Going into 2012, much of the discussion in the technology industry is surrounding the emergence of the Ultrabook™ computer. For some, the super-lightweight, highly portable notebook is expected to bridge the gap between laptops and tablet computers. Others are playing the wait-and-see game, watching what direction Ultrabook manufacturers take their early devices.
Chipmaker Intel® has wagered a lot of time and resources on the Ultrabook's success. After announcing -- and trademarking -- the technology in early 2011, Intel set up a $300 million Ultrabook Fund to promote the development of the next-generation notebook. The company also revealed that it expects the Ultrabook to account for 40 percent of consumer laptop sales in 2012, making an immediate and significant impact on the market.
Others, however, are not so presumptive.
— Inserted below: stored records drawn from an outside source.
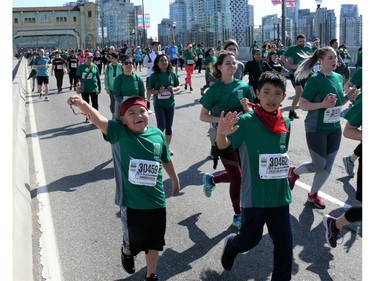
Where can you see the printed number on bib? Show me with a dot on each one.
(164, 95)
(332, 115)
(273, 166)
(143, 172)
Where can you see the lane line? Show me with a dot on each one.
(49, 253)
(324, 195)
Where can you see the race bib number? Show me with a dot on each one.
(143, 172)
(332, 115)
(273, 166)
(164, 95)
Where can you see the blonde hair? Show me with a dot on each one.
(305, 68)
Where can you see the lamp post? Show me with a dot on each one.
(174, 30)
(318, 20)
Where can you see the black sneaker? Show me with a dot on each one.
(227, 258)
(127, 262)
(152, 277)
(291, 115)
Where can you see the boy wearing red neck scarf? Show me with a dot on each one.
(262, 136)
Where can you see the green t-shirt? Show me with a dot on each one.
(254, 141)
(354, 114)
(189, 57)
(357, 78)
(293, 53)
(91, 82)
(150, 147)
(226, 97)
(165, 79)
(317, 87)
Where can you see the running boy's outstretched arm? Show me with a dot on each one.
(169, 168)
(95, 117)
(226, 127)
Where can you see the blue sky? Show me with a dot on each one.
(159, 9)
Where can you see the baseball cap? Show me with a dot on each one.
(88, 54)
(129, 102)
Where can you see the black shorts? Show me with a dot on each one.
(146, 229)
(42, 79)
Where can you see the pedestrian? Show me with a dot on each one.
(127, 84)
(59, 68)
(113, 70)
(262, 135)
(225, 95)
(209, 59)
(323, 98)
(138, 59)
(190, 59)
(72, 64)
(333, 226)
(98, 60)
(200, 55)
(172, 51)
(291, 59)
(254, 69)
(354, 82)
(89, 81)
(148, 62)
(162, 84)
(32, 74)
(144, 155)
(232, 46)
(42, 63)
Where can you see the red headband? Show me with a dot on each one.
(129, 103)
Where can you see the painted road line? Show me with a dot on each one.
(49, 254)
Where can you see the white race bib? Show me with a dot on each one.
(143, 172)
(332, 115)
(273, 166)
(164, 95)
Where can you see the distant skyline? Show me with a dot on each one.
(159, 9)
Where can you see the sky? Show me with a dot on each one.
(159, 9)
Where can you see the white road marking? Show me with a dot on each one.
(49, 253)
(324, 195)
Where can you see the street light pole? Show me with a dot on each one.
(318, 20)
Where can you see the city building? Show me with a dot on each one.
(72, 26)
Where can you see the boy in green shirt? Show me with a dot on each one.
(144, 152)
(262, 135)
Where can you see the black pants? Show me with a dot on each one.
(94, 99)
(59, 78)
(73, 77)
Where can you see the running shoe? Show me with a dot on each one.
(316, 200)
(208, 186)
(349, 166)
(227, 258)
(237, 221)
(292, 177)
(152, 277)
(127, 262)
(332, 233)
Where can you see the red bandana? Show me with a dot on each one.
(274, 121)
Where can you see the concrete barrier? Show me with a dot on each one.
(22, 211)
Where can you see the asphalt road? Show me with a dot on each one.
(78, 172)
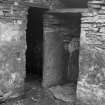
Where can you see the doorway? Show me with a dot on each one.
(34, 38)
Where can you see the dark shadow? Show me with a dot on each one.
(34, 37)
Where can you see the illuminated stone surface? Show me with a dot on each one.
(91, 81)
(12, 50)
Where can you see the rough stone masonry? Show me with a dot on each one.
(12, 48)
(91, 81)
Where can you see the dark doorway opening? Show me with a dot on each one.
(34, 38)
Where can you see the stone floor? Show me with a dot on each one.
(34, 94)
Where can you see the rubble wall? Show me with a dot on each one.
(12, 49)
(91, 80)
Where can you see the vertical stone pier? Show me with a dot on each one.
(12, 48)
(91, 80)
(54, 72)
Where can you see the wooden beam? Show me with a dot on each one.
(68, 10)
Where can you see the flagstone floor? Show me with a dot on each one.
(34, 94)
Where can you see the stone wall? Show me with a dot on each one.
(91, 81)
(12, 49)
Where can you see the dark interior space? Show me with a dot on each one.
(34, 38)
(71, 22)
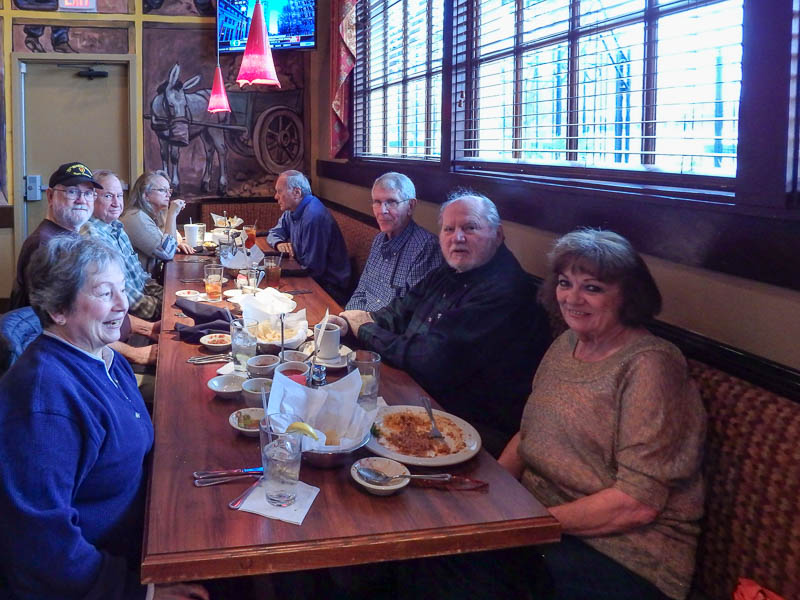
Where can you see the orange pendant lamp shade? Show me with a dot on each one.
(218, 102)
(257, 65)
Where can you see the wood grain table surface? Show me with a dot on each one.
(191, 534)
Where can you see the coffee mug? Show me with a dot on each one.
(328, 343)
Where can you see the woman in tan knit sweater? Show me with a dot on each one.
(611, 438)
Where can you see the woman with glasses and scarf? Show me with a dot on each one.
(150, 221)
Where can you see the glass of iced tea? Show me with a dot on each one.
(272, 266)
(213, 281)
(250, 232)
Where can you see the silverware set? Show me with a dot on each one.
(210, 358)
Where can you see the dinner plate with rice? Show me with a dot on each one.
(402, 434)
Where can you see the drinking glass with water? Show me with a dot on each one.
(280, 457)
(244, 341)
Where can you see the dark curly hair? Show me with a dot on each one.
(610, 258)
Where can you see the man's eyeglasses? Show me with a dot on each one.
(75, 193)
(389, 204)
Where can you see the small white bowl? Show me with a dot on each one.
(262, 365)
(219, 342)
(255, 414)
(385, 465)
(226, 386)
(251, 390)
(292, 365)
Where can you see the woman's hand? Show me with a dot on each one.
(175, 206)
(604, 512)
(185, 248)
(180, 591)
(355, 319)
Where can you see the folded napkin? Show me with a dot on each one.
(330, 409)
(192, 334)
(257, 503)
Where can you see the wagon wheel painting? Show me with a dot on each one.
(278, 139)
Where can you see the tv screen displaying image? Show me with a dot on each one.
(290, 23)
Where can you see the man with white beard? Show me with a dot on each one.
(70, 202)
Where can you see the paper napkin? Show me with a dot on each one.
(257, 503)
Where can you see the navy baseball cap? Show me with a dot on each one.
(73, 174)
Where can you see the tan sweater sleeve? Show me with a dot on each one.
(660, 430)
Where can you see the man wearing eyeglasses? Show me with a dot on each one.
(402, 253)
(307, 231)
(70, 201)
(145, 295)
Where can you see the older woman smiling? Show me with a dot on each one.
(612, 434)
(74, 434)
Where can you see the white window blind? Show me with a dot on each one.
(398, 80)
(611, 84)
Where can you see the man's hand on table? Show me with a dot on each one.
(180, 591)
(145, 328)
(285, 247)
(352, 319)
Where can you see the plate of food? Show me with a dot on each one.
(401, 433)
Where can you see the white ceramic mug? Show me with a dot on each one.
(191, 232)
(327, 343)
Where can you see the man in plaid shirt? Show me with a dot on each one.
(402, 253)
(144, 294)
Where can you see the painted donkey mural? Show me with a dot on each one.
(177, 117)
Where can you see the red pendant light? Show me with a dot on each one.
(257, 65)
(218, 102)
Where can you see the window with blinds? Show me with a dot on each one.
(398, 79)
(599, 83)
(609, 84)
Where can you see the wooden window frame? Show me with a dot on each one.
(748, 226)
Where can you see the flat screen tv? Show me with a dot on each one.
(291, 24)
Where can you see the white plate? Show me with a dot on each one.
(253, 413)
(472, 439)
(330, 363)
(218, 347)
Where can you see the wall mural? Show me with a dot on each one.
(98, 40)
(206, 155)
(180, 7)
(103, 6)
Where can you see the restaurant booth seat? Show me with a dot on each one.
(751, 526)
(358, 230)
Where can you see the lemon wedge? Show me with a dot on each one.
(300, 427)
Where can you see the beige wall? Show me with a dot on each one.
(754, 317)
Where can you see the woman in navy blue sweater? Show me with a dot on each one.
(74, 435)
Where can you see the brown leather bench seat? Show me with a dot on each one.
(752, 466)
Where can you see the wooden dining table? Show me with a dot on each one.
(191, 534)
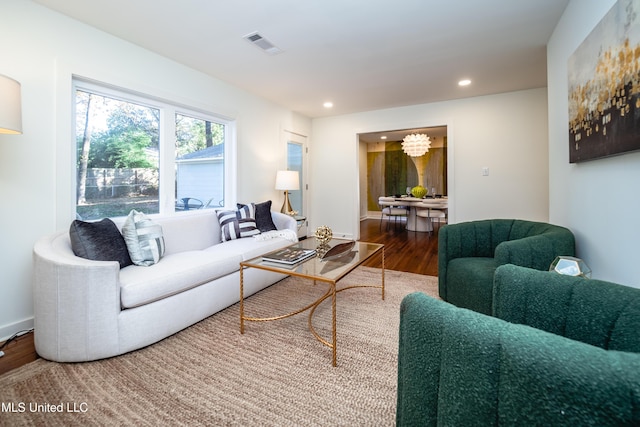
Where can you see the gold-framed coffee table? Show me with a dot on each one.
(318, 270)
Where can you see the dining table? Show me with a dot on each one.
(420, 223)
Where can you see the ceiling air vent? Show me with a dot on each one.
(264, 44)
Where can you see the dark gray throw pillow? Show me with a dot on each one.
(264, 221)
(99, 241)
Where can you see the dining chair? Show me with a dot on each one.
(391, 208)
(431, 214)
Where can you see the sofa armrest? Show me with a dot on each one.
(283, 221)
(459, 367)
(76, 303)
(596, 312)
(537, 251)
(468, 239)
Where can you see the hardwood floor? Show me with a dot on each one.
(18, 352)
(409, 251)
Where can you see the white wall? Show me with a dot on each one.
(598, 199)
(42, 49)
(507, 133)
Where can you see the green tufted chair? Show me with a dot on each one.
(470, 252)
(559, 351)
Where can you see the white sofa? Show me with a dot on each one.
(87, 310)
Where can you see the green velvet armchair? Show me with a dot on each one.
(560, 351)
(470, 252)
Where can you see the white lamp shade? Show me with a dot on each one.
(10, 106)
(287, 180)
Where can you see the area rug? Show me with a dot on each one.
(275, 374)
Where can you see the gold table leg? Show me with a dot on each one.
(333, 323)
(383, 273)
(241, 300)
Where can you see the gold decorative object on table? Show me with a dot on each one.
(323, 234)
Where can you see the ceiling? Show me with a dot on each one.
(359, 54)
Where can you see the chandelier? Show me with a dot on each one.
(416, 144)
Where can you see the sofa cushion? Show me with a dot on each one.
(238, 224)
(470, 283)
(99, 241)
(264, 221)
(175, 273)
(144, 239)
(248, 248)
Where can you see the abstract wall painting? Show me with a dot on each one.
(604, 87)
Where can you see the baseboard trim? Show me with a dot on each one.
(6, 331)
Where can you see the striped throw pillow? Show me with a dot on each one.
(238, 224)
(144, 239)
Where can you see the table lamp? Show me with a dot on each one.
(286, 181)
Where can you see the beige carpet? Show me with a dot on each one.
(276, 374)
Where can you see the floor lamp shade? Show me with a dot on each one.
(287, 180)
(10, 106)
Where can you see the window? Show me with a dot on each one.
(128, 158)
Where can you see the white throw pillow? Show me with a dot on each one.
(144, 239)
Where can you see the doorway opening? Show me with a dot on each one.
(385, 169)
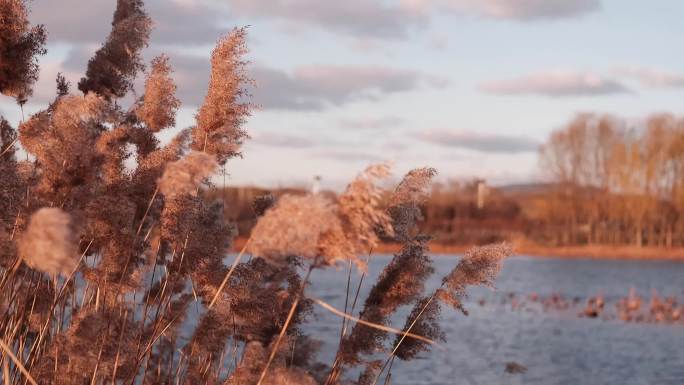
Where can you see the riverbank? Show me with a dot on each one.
(534, 250)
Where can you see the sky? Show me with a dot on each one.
(470, 87)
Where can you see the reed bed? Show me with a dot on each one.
(113, 273)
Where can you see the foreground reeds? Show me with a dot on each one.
(113, 274)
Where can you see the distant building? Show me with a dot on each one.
(482, 193)
(316, 185)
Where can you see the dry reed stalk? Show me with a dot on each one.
(17, 362)
(330, 308)
(230, 272)
(290, 314)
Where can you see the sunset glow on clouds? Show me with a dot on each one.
(471, 87)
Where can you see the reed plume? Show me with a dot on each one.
(159, 104)
(131, 226)
(20, 45)
(111, 70)
(220, 118)
(293, 227)
(184, 176)
(49, 243)
(479, 266)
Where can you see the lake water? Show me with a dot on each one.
(556, 347)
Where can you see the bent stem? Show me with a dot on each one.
(16, 361)
(274, 350)
(390, 357)
(230, 272)
(331, 309)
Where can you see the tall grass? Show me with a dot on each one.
(116, 275)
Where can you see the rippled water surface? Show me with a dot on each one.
(556, 347)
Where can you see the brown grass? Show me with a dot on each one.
(115, 274)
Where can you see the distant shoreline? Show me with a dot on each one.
(607, 252)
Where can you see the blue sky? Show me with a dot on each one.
(471, 87)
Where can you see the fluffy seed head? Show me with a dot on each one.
(49, 243)
(185, 175)
(293, 227)
(479, 266)
(159, 105)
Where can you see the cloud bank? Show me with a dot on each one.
(488, 143)
(557, 84)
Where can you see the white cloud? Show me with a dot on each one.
(492, 143)
(650, 77)
(556, 84)
(526, 10)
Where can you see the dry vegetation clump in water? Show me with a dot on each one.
(113, 272)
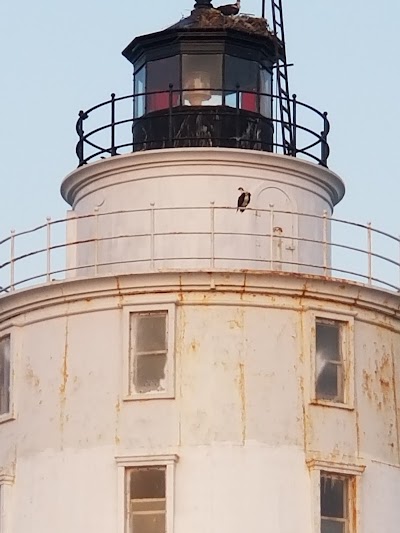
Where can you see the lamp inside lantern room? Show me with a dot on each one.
(197, 89)
(202, 79)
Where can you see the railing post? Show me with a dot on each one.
(294, 120)
(369, 236)
(79, 131)
(170, 105)
(96, 241)
(212, 234)
(12, 260)
(325, 240)
(48, 248)
(113, 149)
(271, 241)
(152, 231)
(237, 116)
(399, 263)
(324, 141)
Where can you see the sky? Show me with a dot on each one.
(60, 57)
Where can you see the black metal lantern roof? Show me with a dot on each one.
(206, 24)
(206, 81)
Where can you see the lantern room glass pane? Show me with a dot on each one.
(140, 88)
(243, 73)
(160, 75)
(266, 90)
(202, 79)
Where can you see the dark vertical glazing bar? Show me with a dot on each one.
(113, 149)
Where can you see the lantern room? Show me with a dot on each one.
(206, 81)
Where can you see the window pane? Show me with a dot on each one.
(329, 526)
(202, 79)
(333, 496)
(5, 375)
(266, 88)
(328, 341)
(151, 332)
(148, 505)
(148, 523)
(147, 482)
(150, 373)
(329, 380)
(242, 72)
(140, 87)
(160, 74)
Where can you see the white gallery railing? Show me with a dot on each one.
(199, 238)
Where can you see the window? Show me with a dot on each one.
(5, 375)
(334, 502)
(140, 88)
(332, 358)
(150, 366)
(329, 360)
(146, 493)
(243, 73)
(149, 351)
(202, 79)
(160, 74)
(335, 495)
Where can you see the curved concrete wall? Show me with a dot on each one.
(242, 421)
(176, 182)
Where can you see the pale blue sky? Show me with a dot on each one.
(59, 57)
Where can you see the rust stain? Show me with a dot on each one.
(242, 396)
(64, 383)
(117, 439)
(306, 423)
(31, 377)
(194, 345)
(396, 410)
(353, 504)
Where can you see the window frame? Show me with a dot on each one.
(353, 472)
(347, 349)
(9, 415)
(128, 388)
(126, 463)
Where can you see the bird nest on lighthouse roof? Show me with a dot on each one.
(214, 19)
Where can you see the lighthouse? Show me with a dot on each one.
(208, 355)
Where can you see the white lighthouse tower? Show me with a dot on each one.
(190, 366)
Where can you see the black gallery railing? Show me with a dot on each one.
(240, 119)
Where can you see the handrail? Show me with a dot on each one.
(28, 260)
(92, 143)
Research firm IHS iSuppli, for example, expects the Ultrabook to represent 13 percent of the notebook market in 2012, and to only reach the 40 percent range in 2015.
Much of the Ultrabook's success will depend on what capabilities are brought to the device. Already, near-field communication, touchscreen displays and other innovations have been introduced to some models. But the bar is set high for the Ultrabook, and as a result, manufacturers will have to innovate constantly to keep people interested in an increasingly competitive market.